The first and lasting impression is, my gosh, the land is so flat. There's virtually no visible elevation until you get to Wheeling and Western Pennsylvania. For a guy who has spent most of his life in California, a state where it's almost impossible to find a place where you don't see mountains, at least on the horizon, it's eerie at first.
Even so, it's easy to imagine the ancient forest stretching an unbroken thousand miles from the Atlantic to the Great Plains. There's still a lot of it left. Along the roads and wherever the land isn't being farmed stand dense deciduous woodlands.
There is way too much corn being grown here. Other than hay, you rarely see anything else being farmed at all. I was wondering if that was because of subsidies meant to encourage ethanol production. If so, it's not a good idea. The stuff is not a net energy or pollution saver, and it's reducing the production of other grains and raising their prices. I'm still amazed. Across 2,000 road miles through Illinois, Indiana, Ohio and Southern Michigan I saw one fruit orchard, no dairies, no vegetable fields and just a bare handful of wheat farms. It's largely a corn monoculture.

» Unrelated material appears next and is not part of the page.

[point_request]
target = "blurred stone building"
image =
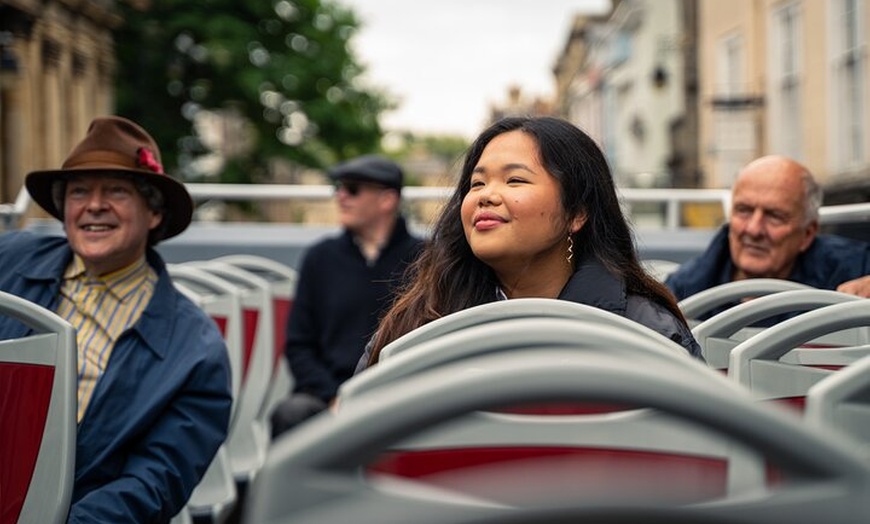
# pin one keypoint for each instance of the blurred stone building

American commercial culture is ubiquitous. The familiar national gas, department store, burger and semi-trendy restaurant places are all over. There are some regional chains. Steak and Shake Restaurant and Meijer Supermarket are two that stand out, and the blot of southern Waffle House joints is beginning to make its way into the north.
Despite this, local pride remains strong. People are always quick to mention the prominent locals who are nationally known in sports, business, politics or what have you. Small towns go to great pains to set up well-equipped and staffed local historical and cultural facilities, even in places where the economy is distressed and the population shrinking and aging. It's poignant and heartening to see little towns building a waterpark for their kids, or a pioneer or railroad museum, or restoring and refurnishing Victorian mansions built by the magnates of a bygone age. These folks are not giving up.
There is still a lot of manufacturing, especially in the Toledo-Chicago corridor and in Southern Michigan. But much of it looks antique. And an awful lot of it, particularly in Western Pennsylvania and Eastern Ohio, has closed its doors, likely forever. It's hard to see what is going to replace it, and they worry about it.
The great cities are still vibrant. They are more concentrated than Western cities, rather than sprawling out quite so far. They stand like islands of skyscrapers surrounded by oceans of corn and forest. Detroit, Cleveland, Pittsburgh, Gary,
St. Louis, Columbus and Indianapolis are for the most part clean and bustling. Road construction and urban refurbishment are busily underway in all of them, though it looks like Gary, St. Louis, and Cleveland are the three that seem the most worn around the edges. Chicago clearly outshines them all as the colossus of mid-America. It's a truly great city and should be on anyone's list of places to see in the USA.